Excting new research on how the average citizen decides
whom to vote for:
Princeton psychologist Alexander Todorov has demonstrated that quick facial judgments can accurately predict real-world election returns. Todorov has taken some of his previous research that showed that people unconsciously judge the competence of an unfamiliar face within a tenth of a second, and he has moved it to the political arena. His lab tests show that a rapid appraisal of the relative competence of two candidates' faces was sufficient to predict the winner in about 70 percent of the races for U.S. senator and state governor in the 2006 elections.
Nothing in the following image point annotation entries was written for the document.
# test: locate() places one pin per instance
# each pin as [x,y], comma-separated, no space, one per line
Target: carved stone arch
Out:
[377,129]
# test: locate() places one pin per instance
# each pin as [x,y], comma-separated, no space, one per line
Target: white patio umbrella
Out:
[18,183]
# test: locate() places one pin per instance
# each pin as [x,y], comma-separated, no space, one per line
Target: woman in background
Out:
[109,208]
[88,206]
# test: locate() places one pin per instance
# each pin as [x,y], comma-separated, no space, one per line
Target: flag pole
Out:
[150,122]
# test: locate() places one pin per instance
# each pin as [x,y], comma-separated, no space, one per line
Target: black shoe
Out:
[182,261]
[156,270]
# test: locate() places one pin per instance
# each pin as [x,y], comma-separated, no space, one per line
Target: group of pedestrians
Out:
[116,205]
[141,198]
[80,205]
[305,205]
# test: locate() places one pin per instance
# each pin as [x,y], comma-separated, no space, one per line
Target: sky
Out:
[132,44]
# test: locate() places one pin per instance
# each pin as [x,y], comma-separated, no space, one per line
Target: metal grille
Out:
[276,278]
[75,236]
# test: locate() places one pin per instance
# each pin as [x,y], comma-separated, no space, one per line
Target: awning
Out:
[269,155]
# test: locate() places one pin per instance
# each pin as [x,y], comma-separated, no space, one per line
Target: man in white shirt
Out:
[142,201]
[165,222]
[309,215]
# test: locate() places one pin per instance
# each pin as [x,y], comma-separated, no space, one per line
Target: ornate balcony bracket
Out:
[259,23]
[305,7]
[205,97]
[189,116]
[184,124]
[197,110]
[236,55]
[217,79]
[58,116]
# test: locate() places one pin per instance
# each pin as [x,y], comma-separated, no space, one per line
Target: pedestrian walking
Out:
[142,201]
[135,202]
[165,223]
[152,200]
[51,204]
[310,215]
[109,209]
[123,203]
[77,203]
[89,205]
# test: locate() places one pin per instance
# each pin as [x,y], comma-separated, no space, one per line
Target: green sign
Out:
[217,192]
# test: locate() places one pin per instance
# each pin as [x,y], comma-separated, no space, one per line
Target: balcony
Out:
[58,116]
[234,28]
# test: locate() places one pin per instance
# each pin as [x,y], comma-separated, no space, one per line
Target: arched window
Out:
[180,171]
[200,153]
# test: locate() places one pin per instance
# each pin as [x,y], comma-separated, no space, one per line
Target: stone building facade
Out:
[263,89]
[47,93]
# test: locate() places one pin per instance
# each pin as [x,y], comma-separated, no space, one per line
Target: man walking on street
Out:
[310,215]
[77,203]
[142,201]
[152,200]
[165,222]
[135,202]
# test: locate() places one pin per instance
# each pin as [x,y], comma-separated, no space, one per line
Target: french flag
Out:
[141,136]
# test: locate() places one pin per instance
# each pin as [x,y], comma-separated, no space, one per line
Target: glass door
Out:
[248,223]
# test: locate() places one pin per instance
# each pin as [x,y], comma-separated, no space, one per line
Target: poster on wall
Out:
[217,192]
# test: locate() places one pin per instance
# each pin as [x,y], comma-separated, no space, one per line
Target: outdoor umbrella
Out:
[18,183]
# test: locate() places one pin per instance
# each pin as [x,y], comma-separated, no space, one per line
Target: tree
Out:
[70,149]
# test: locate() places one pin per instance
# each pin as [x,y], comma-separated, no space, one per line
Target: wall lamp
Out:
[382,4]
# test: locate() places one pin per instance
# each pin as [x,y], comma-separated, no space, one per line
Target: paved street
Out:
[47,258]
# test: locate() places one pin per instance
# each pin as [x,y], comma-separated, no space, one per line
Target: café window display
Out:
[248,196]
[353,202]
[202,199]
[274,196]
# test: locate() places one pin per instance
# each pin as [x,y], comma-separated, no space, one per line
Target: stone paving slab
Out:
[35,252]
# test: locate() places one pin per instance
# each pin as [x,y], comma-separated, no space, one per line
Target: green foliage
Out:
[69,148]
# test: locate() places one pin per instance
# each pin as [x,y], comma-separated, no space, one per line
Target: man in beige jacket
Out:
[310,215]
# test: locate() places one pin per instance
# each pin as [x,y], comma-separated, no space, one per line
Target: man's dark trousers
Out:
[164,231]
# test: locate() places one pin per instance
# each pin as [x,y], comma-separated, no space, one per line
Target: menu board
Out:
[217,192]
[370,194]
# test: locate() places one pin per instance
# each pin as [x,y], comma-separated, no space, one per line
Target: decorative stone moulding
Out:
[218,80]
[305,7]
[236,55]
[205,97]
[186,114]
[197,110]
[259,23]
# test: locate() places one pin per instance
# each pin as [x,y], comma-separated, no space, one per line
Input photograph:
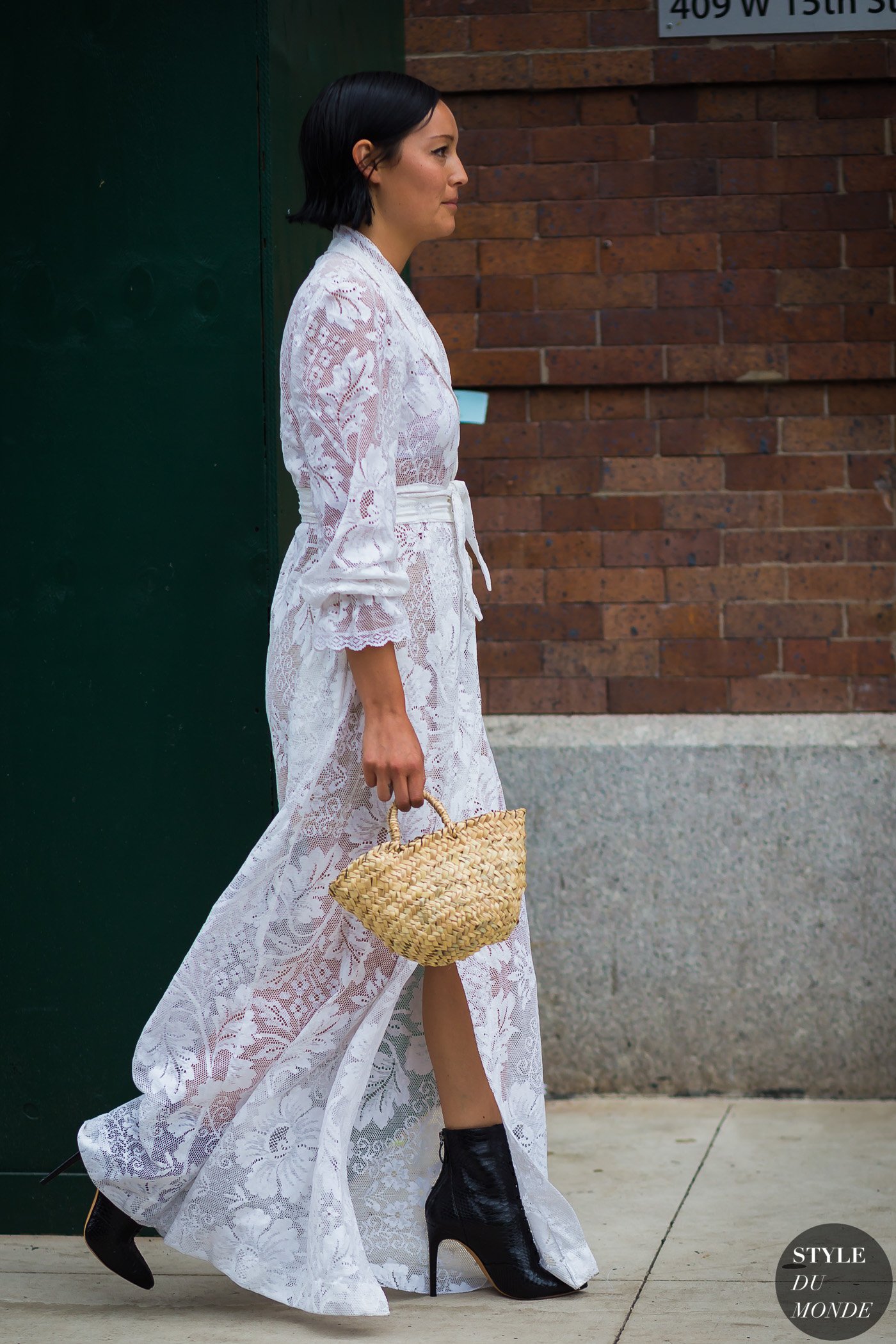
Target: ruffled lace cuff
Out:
[352,621]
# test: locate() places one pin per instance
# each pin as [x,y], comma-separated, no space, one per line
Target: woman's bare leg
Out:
[464,1091]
"Political scientists have spent 50 years documenting only modest effects of the media on voting behavior, but Todorov's research suggests we may have been looking in the wrong place," said Chappell Lawson, an associate professor of political science at the Massachusetts Institute of Technology. "Most of these previous studies have relied on transcripts or printed records of what the media say, with much less attention to visual images."
This means Hillary Clinton is vulnerable not because she’s a corrupt, crypto-Marxist shrew, but because she’s dumpy looking. And while a few people will vote against Mitt Romney because he’s a Mormon, far more will vote for him because he looks a little bit like a cross between Bruce Wayne and Ward Cleaver. Interestingly:
Lawson, who called Todorov's work "pioneering," added that some of his own work corroborates the new findings, indicating that competence appears to be a universal quality, recognizable across cultures. His research shows that American observers could predict the outcome of elections in Mexico based on the same gut reactions.
"Both of these papers speak to the seminal quality of appearance in candidate success," Lawson said. "Our findings surprised us, because Mexican politicians often emphasize very different aspects of their appearance, such as facial hair, which American political figures avoid. But Americans could still pick out the Mexican winners. Our data show effects at least as strong as those Todorov found."